Jack Hope’s comments on the post below about self-driving cars deserve a higher profile.  Like here:

The reality is automated automobiles (auto-autos?) are going to be here and they going to get here fast. And this is, as they say, a ‘game changer.’


A couple of ideas off the top of my head:

1. This is basically ‘Personal Rapid Transit’ (PRT) writ large and practically attainable. But while most PRT schemes to date are either hopelessly naive or scams, this could work. Mostly.

As has been noted and commented elsewhere, any PRT system ultimately runs into the same problems as any system based on single occupancy vehicles, with traffic jams and infrastructure being the biggest one. As Neil Salmond mentions, this is physics. Automated skinny cars tinker at the edges of that and increase efficiency, but a highway full of single-occupancy vehicles will never be as efficient moving people as, say, a Skytrain line.

2. Our notions of car ownership are changing fast, and this will kill any lingering sense that a car is anything other than what it is: a means of conveyance.

Hobbyists and enthusiasts will still have their own personal cars and I suspect that there will be locations set aside for their use. But given the ability of auto-autos to essentially eliminate accidents, I expect that directly operating a motor vehicle will be a thing of the past.

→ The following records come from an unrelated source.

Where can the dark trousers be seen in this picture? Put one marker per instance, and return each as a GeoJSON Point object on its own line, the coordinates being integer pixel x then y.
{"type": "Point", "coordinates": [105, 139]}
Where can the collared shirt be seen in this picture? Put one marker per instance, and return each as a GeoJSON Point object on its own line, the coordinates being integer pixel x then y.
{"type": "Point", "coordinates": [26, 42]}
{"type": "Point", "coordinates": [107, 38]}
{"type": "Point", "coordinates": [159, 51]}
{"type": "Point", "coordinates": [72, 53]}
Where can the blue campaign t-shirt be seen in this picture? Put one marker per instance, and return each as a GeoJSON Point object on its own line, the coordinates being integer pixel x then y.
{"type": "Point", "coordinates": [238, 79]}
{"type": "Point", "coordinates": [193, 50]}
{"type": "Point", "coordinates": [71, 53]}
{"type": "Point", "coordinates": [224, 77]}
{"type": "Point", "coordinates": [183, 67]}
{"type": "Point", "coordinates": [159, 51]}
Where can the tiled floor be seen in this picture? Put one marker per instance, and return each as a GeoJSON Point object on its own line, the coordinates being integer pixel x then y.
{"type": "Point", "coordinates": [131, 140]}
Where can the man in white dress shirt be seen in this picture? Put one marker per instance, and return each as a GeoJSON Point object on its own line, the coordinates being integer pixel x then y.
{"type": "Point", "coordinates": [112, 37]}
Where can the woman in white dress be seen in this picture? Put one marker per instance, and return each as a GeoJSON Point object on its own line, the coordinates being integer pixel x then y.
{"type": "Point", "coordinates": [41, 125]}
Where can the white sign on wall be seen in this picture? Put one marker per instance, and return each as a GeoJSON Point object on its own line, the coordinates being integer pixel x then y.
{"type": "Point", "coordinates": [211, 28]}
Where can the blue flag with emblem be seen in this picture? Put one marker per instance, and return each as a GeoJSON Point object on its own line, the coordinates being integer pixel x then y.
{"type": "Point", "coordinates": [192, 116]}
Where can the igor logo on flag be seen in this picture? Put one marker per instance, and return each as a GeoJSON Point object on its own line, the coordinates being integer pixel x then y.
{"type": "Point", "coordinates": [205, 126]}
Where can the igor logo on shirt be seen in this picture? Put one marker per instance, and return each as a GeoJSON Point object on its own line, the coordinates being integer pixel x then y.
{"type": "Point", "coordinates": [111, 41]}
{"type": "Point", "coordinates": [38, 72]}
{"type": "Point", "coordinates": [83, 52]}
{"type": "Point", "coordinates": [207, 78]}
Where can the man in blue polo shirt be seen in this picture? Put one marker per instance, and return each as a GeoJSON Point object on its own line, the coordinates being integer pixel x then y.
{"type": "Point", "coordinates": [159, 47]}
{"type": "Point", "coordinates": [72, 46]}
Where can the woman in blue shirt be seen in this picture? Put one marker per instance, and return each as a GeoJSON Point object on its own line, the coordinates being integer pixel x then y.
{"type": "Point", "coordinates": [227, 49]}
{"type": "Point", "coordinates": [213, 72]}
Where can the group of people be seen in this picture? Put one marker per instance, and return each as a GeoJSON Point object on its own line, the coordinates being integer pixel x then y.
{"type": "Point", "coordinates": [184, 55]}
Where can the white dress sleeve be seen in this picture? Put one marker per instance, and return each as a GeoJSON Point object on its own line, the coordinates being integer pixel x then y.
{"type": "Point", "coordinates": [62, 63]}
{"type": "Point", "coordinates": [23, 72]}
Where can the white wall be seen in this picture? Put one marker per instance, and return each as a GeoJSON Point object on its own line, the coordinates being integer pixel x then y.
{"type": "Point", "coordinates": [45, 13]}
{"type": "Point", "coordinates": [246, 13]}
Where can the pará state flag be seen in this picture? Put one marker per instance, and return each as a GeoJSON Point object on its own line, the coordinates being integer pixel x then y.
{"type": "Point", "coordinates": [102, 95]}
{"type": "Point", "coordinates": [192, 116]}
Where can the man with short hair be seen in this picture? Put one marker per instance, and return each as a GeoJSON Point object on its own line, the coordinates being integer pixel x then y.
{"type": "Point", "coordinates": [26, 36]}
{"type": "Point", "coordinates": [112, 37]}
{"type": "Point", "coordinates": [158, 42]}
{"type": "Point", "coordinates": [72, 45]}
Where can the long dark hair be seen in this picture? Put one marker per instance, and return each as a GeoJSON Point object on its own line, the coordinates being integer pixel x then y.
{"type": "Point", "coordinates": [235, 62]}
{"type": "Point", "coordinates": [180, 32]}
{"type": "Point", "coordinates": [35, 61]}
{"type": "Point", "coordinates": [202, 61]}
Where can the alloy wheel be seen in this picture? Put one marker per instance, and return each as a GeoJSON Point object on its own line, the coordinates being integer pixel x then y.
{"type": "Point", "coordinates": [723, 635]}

3. Some sprawl supporters view electric powered auto-autos as their saviour, a way to shut up all the environmentalists and also deal with pesky traffic jams. Hooray, we can kill public transit once and for all! Except, it’s not going to work that way because the physics simply won’t support it and building more lanes of freeway is still going to be wrecking our local environments.

And in Metro Vancouver where we have very real physical barriers to growth too.  And no suburb will ever provide the wealth of experience that a proper city can. Still, there will be renewed push for suburbanization in the wake of this technology.

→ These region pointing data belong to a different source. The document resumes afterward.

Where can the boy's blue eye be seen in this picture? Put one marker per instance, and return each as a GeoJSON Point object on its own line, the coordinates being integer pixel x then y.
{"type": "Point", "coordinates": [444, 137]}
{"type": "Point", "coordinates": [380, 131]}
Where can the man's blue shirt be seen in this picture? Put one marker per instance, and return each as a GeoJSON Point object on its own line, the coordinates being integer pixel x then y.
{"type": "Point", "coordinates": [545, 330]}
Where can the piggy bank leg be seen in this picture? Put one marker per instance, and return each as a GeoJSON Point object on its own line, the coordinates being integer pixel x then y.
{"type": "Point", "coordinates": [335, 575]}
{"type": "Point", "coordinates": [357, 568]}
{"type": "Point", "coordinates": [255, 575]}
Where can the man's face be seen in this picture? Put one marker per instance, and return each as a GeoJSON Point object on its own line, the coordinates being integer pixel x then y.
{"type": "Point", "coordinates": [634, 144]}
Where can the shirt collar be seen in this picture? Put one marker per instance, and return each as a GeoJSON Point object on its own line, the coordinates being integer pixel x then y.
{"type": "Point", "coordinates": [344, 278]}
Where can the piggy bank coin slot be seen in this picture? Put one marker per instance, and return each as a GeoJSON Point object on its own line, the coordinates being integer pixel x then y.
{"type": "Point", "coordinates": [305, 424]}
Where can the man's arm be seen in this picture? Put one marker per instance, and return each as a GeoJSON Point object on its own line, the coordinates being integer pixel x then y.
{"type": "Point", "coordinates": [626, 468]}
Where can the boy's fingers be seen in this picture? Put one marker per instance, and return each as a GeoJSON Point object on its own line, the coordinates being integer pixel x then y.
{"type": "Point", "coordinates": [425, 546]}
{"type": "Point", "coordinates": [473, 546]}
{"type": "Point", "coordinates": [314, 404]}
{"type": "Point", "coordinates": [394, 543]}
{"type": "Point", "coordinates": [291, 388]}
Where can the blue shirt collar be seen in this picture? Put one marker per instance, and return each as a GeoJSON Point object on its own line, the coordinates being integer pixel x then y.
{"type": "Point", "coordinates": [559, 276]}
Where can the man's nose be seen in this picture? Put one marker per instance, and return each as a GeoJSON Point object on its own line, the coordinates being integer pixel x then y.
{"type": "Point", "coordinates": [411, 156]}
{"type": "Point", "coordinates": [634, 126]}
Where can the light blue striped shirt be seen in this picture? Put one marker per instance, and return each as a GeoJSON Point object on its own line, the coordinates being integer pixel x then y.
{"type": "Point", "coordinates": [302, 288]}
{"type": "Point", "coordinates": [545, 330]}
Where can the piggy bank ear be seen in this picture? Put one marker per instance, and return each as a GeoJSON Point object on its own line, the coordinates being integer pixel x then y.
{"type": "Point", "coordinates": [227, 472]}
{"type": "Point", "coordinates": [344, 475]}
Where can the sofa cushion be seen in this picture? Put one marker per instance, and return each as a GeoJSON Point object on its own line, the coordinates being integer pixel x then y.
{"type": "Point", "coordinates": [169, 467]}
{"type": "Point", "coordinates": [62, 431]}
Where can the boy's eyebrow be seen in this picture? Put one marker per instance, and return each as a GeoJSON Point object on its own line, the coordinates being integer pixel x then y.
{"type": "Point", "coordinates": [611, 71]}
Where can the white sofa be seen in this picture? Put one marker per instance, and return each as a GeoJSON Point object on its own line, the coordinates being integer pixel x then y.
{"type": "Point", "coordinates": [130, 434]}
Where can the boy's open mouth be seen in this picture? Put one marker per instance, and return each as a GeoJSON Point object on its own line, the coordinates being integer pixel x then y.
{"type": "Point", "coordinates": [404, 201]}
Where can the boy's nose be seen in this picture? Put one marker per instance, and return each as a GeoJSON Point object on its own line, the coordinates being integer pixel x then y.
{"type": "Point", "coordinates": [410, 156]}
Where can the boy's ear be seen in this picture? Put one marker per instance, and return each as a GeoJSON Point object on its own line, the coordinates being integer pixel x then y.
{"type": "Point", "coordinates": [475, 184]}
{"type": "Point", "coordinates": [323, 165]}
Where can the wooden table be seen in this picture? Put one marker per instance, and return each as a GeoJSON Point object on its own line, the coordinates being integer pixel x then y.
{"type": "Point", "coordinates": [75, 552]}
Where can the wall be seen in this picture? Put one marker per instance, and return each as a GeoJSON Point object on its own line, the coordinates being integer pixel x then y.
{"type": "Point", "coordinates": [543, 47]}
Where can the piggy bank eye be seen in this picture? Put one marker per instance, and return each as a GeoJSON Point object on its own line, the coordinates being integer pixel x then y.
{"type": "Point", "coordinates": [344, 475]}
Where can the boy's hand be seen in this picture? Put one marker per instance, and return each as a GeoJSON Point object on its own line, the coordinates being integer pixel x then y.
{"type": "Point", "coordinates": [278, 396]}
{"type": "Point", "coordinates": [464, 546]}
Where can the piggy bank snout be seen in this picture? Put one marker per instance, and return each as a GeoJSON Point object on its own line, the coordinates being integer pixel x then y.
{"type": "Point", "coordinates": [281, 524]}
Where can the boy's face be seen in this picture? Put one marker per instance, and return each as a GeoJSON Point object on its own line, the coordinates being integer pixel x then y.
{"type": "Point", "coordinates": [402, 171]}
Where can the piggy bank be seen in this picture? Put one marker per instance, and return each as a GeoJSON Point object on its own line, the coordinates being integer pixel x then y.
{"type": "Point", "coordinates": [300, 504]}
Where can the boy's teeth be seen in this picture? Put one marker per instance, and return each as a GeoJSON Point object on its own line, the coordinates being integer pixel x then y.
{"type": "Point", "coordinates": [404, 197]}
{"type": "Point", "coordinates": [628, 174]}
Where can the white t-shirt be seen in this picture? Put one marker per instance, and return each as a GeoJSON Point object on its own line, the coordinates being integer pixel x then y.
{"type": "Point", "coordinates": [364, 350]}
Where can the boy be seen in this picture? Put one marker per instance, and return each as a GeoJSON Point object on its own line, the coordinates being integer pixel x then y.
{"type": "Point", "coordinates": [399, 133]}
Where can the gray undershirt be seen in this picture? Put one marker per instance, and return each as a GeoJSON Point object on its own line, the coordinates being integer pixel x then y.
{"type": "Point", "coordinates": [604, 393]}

4. The biggest risk to public transit from the arrival of auto-autos is that there will be a push to make them a public utility. That would be a huge mistake. Computerized buses will obviously be phased in, but public agencies should not be in the business of providing single occupancy vehicle use.

With the de-personalization of car ownership and cars being relegated to just being a service, any transit agency that started operating them would probably be doomed pretty fast. We do not want to be subsidizing single-occupancy vehicles, even if they use the hopes of little children as fuel and the hand of God as driver. We’ll be stuck in the same situation we are today, trying to build more and more freeway to keep up with more and more demand while wrecking our own health and having the government subsidizing it.

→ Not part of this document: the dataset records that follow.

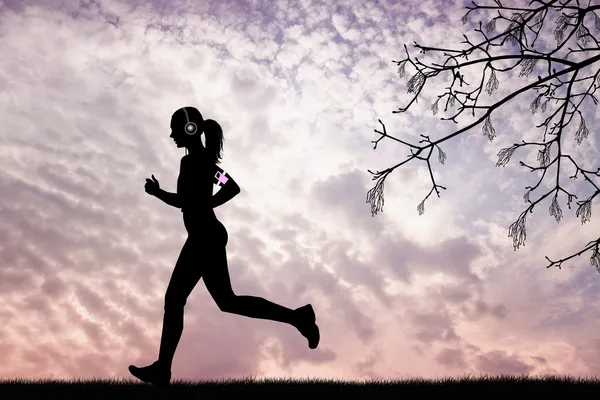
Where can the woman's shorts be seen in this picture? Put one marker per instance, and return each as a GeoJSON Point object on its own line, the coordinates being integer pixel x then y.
{"type": "Point", "coordinates": [208, 229]}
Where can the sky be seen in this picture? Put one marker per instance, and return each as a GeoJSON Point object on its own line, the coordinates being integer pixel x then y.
{"type": "Point", "coordinates": [87, 90]}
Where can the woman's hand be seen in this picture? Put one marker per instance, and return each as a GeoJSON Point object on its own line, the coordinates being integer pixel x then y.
{"type": "Point", "coordinates": [152, 186]}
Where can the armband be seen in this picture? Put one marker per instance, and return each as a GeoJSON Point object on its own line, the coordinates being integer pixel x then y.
{"type": "Point", "coordinates": [221, 178]}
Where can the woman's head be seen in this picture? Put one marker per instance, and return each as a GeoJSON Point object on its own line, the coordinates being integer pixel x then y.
{"type": "Point", "coordinates": [211, 129]}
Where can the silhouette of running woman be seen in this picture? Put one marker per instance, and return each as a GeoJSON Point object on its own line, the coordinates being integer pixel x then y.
{"type": "Point", "coordinates": [204, 255]}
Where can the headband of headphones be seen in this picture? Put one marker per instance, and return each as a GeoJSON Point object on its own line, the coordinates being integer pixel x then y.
{"type": "Point", "coordinates": [190, 127]}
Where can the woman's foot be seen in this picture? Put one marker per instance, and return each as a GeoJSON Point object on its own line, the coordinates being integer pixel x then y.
{"type": "Point", "coordinates": [305, 323]}
{"type": "Point", "coordinates": [154, 374]}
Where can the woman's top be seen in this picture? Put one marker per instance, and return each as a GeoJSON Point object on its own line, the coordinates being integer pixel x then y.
{"type": "Point", "coordinates": [195, 185]}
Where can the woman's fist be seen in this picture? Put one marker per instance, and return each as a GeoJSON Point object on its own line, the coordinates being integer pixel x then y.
{"type": "Point", "coordinates": [152, 186]}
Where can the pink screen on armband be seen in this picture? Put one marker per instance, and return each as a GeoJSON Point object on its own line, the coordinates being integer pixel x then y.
{"type": "Point", "coordinates": [222, 178]}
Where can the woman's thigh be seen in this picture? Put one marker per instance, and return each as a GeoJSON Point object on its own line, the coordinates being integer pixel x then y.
{"type": "Point", "coordinates": [187, 272]}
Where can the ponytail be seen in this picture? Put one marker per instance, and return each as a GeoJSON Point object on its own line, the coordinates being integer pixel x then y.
{"type": "Point", "coordinates": [214, 139]}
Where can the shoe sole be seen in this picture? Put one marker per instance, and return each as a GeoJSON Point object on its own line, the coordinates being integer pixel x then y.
{"type": "Point", "coordinates": [133, 370]}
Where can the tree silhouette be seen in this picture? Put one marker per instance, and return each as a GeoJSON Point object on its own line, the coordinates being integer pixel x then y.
{"type": "Point", "coordinates": [559, 82]}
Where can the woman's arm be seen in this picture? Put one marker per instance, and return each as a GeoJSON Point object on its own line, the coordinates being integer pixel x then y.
{"type": "Point", "coordinates": [225, 194]}
{"type": "Point", "coordinates": [171, 199]}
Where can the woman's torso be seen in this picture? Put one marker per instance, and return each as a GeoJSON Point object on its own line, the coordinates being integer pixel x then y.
{"type": "Point", "coordinates": [195, 186]}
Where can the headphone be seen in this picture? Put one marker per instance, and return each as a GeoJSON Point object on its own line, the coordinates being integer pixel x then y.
{"type": "Point", "coordinates": [190, 127]}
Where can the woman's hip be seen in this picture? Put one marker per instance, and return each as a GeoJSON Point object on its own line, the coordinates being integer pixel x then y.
{"type": "Point", "coordinates": [207, 229]}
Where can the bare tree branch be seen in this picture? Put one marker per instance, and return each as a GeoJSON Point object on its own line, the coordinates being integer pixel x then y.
{"type": "Point", "coordinates": [559, 86]}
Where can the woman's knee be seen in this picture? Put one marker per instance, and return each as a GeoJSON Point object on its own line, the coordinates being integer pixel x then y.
{"type": "Point", "coordinates": [227, 303]}
{"type": "Point", "coordinates": [174, 302]}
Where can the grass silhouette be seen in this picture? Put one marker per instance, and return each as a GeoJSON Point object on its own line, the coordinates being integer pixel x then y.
{"type": "Point", "coordinates": [264, 388]}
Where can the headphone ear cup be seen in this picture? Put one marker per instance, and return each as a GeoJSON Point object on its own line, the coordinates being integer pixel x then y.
{"type": "Point", "coordinates": [190, 128]}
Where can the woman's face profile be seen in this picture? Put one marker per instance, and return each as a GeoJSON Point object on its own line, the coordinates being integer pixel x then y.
{"type": "Point", "coordinates": [178, 133]}
{"type": "Point", "coordinates": [180, 137]}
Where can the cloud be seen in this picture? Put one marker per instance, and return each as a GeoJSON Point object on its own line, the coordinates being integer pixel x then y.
{"type": "Point", "coordinates": [298, 87]}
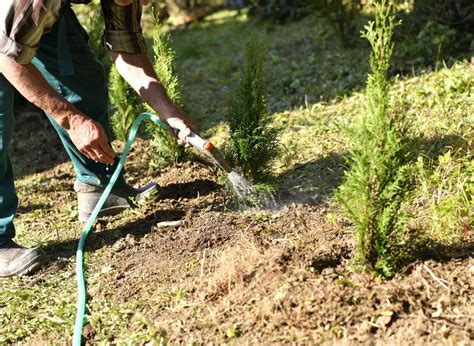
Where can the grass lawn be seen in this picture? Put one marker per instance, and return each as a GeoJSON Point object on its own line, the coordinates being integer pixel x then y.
{"type": "Point", "coordinates": [256, 276]}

5. Following up on thought number 4: auto-autos are the best chance that’s ever come along to make sure that you really are paying for what you use when you travel anywhere on publicly owned asphalt. You’ll be taxed right down to the last centimetre used. But with luck, it will be the end of government subsidizing single-occupancy vehicle use.

6. Rubber-on-asphalt….  Not really all that energy efficient. I expect some places will start trying alternatives, including possibly standard-gauge rail. As long as the computer onboard can talk to a central computer to mange switches, it might work. There’s probably other options in this vein that I can’t conceive of that might work even better.


  1. I’m honoured, thank you. And I wish I had double checked my spelling and grammar before I hit ‘Post Comment’ now.

    Watching Sebastian Thrun, I have to admire his vision. At age 19, I lost a dear friend of mine in a car accident between Calgary and Vancouver that was utterly preventable. So I understand and do think the automation of automobiles can drastically improve safety and save lives.

    But I’ll also admit, the idea of increasing the capacity of highways by a factor of 2 or 3 does worry me as well.